Why that I have written for Andrew Ng's course not accepted?

Andrew Ng's course in Coursera, which Stanford's Machine Learning course, features programming assignments that deal with implementing the algorithms taught in class. The goal of this assignment is to implement linear regression through gradient descent with an input set of X, y, theta, alpha (learning rate), and number of iterations.

I implemented this solution in Octave, the prescribed language in the course.

function [theta, J_history] = gradientDescent(X, y, theta, alpha, num_iters)

m = length(y); 
J_history = zeros(num_iters, 1);

numJ = size(theta, 1);

for iter = 1:num_iters

    for i = 1:m

        for j = 1:numJ

            temp = theta(j) - alpha /m *  X(i, j) * (((X * theta)(i, 1)) - y(i, 1));

            theta(j) = temp

        end

        prediction = X * theta;

J_history(iter, 1) = computeCost(X,y,theta) 

 end   

end

On the other hand, here is the cost function:

function J = computeCost(X, y, theta)

m = length(y); 

J = 0;

prediction = X * theta;

error = (prediction - y).^2;

J = 1/(2 * m) .* sum(error);

end

This does not pass the submit() function. The submit() function simply validates the data through passing an unknown test case.

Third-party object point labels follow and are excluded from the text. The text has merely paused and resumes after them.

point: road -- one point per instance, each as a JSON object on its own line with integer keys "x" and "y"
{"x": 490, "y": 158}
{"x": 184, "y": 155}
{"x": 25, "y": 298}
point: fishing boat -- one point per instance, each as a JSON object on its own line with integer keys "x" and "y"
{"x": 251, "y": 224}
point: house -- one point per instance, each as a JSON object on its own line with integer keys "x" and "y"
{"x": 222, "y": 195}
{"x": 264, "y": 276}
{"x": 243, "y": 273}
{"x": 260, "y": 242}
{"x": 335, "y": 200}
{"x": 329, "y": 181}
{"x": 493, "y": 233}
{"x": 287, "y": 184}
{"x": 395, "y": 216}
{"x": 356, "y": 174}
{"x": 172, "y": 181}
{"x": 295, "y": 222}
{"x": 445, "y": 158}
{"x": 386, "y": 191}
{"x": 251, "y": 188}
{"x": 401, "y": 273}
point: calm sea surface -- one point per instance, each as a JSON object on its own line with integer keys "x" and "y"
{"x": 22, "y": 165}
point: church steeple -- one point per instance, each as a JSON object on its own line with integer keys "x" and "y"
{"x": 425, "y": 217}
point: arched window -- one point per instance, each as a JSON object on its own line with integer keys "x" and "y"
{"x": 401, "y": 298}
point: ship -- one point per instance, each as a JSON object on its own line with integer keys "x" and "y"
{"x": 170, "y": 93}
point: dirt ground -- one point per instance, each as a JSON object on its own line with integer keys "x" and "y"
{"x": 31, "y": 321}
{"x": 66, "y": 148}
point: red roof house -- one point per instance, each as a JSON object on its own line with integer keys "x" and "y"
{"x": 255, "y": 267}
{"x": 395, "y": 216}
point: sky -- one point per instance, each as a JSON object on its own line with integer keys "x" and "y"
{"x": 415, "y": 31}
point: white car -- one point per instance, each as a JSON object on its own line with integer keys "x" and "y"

I have checked other questions on StackOverflow but I really don't get it. :)

Thank you very much!

Solution

Your gradient seems to be correct and as already pointed out in the answer given by @Kasinath P, it is likely that the problem is that the code is too slow. You just need to vectorize it. In Matlab/Octave, you usually need to avoid for loops (note that although you have parfor in Matlab, it is not yet available in octave). So it is always better, performance-wise, to write something like A*x instead of iterating over each row of A with a for loop. You can read about vectorization here.

If I understand correctly, X is a matrix of size m*numJ where m is the number of examples, and numJ is the number of features (or the dimension of the space where each point lies. In that case, you can rewrite your cost function as

(1/(2*m)) * (X*theta-y)'*(X*theta-y);%since ||v||_2^2=v'*v for any vector v in Euclidean space

Now, we know from basic matrix calculus that for any two vectors s and v that are functions from R^{num_J} to R^m, the Jacobian of s^{t}v is given by

s^{t}Jacobian(v)+v^{t}*Jacobian(s) %this Jacobian will have size 1*num_J.

Applying that to your cost function, we obtain

jacobian=(1/m)*(theta'*X'-y')*X;

So if you just replace

for i = 1:m
    for j = 1:numJ
        %%% theta(j) updates
    end
end

with

%note that the gradient is the transpose of the Jacobian we've computed 
theta-=alpha*(1/m)*X'*(X*theta-y)

you should see a great increase in performance.